3. We will operate efficiently, balancing strong performance and cost effectiveness. We will adhere to our timeliness standards and ensure cases are progressed quickly and to a high standard. We will set clear performance measures for our people, taking account of complexity of casework and where people are adding value elsewhere.
We will also benchmark quality standards and report on adherence to those standards in a consistent way. For our business management team we will set strong performance standards to ensure delivery of quality outputs to support the business. We will recruit to meet need, balancing that against efficient use of resources.

Learning from complaints:

we will use our insight and expertise to help our stakeholders learn from complaints to improve services to customers

Corporate aim Measure
1. We will build strong working relations with our stakeholders. We will ask our stakeholders and customers what they need from us as an independent complaints body and build this feedback into our plans. We will regularly ask for feedback on the success of our activities in improving customer service.
2. We will share insight in the best way possible. We will provide robust, actionable information for our stakeholders to help them improve their customer service and complaint handling. And we will set up groups, at all levels and grade, to promote the same.
3. We will create groups that support learning from complaints. We will establish internal structures that ensure learning is understood and shared across the organisation, harnessing our project strands around quality assurance, learning and development and policy decision making.

Our governance structures

To ensure that we meet our annual corporate aims and objectives and drive forward our continued change programme over the next three years, we have revitalised our governance and risk framework.

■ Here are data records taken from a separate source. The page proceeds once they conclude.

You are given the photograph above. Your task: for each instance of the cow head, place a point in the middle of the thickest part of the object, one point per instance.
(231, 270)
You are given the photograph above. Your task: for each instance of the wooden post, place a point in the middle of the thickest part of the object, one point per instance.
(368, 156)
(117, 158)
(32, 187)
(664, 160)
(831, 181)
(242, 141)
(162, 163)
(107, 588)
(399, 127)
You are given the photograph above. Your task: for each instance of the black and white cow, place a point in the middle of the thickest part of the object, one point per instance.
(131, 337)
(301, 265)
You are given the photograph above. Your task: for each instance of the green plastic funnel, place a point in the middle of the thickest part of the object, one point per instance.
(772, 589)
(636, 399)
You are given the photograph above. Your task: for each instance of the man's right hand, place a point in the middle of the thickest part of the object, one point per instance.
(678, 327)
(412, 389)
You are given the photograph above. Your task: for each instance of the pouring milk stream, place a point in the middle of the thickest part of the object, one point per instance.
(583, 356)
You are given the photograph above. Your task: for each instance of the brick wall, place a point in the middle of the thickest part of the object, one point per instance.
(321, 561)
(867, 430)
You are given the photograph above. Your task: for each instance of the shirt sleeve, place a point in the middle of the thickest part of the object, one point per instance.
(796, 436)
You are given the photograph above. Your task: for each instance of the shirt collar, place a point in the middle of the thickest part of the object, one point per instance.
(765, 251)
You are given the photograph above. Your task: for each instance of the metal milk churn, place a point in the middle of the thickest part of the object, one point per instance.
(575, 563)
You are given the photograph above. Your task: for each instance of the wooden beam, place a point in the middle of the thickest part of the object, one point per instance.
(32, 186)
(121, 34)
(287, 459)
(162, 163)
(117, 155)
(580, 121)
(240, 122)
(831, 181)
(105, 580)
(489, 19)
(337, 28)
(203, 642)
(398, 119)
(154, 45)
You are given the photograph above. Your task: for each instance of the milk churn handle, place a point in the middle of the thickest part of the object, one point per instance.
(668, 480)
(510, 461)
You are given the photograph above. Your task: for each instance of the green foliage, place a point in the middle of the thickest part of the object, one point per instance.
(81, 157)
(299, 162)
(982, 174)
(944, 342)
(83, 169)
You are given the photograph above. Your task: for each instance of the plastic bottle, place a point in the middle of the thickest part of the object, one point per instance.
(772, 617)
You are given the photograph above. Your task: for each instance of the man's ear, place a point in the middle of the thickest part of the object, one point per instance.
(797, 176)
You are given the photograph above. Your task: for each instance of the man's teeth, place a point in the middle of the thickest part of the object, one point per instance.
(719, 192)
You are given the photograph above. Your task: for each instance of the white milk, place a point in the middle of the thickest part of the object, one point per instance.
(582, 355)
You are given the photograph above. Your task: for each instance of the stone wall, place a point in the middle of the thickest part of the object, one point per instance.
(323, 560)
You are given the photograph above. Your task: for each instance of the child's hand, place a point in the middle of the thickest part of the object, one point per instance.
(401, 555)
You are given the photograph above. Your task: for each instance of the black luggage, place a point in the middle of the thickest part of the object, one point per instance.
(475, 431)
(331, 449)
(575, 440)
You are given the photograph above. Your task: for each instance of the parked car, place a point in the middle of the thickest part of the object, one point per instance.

Our governance is overseen by our senior leadership team (SLT). SLT set the strategic direction and oversee the business as usual and project work. Each project has an SLT owner and (typically) a manager leading a small group of staff with a range of skills to complement the work being undertaken. Each project has clear aims linked to our Vision, business plan, and corporate aims. Regular reviews of the plans are undertaken with project leads reporting into SLT project owners who in turn report direct to the rest of SLT.

How we are organised

The Adjudicator

Helen Megarry

Head of Office

Mike McMahon

Complaints Investigation Manager

Clare Kirby

Business Manager

Mandy Fields

Summary

The Adjudicator’s Office has transformed in the last five years. The tools to do our job well have significantly improved; from better technology to increased focus on the quality of our work. We also have strong relationships with our stakeholders meaning our influence over much larger organisations is significant.

The next three years are an opportunity to build on the achievements to date. By breaking this down into three 12-month periods, we can drive forward Our Vision year on year.

Ultimately, our ambition is to improve customer service in the complaints we deal with and across the organisations we work with.